I came up with following definition of algebra $A$ over a (non necessarily commutative) ring $R$ with $1$ and module over $A$.
Let $R$ be a commutative ring with $1$, and $A$ be a left $R$-module. If $A$ is also a ring such that $$(ra)b=r(ab)=a(rb)$$ for $r\in R$ and $a,b\in A$ then we call $A$ an $R$-algebra.
A left $R$-module $V$ is said to be an $A$-module if $V$ is a right $A$-module such that $$(rv)a=r(va)=v(ra)$$ for $r\in R$, $v\in V$ and $a\in A$.
My confusion is following:
While defining an algebra over $R$, it was considered as left $R$ module. Then while defining module over algebra $A$, it was taken to be right $A$-module (and $A$ is left $R$-module); why this mix-up of left-right is done? I don't understand its necessity.
It may be possible to interpret this symbolic definitions (I mean equations) in terms of words which can make the definitions clear, but I was unable to write them. Can one clarify a little these definitions in some different words?

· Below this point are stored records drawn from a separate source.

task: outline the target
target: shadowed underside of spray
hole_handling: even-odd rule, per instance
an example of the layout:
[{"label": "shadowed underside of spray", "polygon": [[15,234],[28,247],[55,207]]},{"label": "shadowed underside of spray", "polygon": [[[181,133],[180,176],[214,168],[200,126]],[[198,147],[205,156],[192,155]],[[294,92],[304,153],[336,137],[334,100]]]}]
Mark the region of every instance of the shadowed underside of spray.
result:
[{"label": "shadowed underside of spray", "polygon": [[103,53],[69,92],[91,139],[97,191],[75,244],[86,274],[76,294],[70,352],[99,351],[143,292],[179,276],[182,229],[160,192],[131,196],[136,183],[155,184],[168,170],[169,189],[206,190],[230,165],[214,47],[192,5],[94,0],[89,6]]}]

You're right: there is no real significance to specifying the side of an $R$ module when $R$ is commutative. Also, any left $A$ module is automatically a left/right module over $R$ too, so that you have another category of modules.
There are, however, cases where this is an important convention. Given any ring $R$ and left $R$ module $V$, let $E$ be the ring of $R$ linear endomorphisms of $V$. Then $V$ has a natural right $E$ module structure given by $ve:=e(v)$. Moreover, it is a bimodule structure: $r(ve)=(rv)e$ for all choices of $r\in R$, $v\in V$, $e\in E$.
Here it is impossible to drop the left/right specification. They have to live on opposite sides of the module so that they can commute with each other. However, you can do the same thing with a right $R$ module and the $R$ linear transformations written on the left, too.
This is done, for example, when proving the classical double commutator theorem. You can't call this $R$ algebras though: the axioms require $R$ to be commutative for that.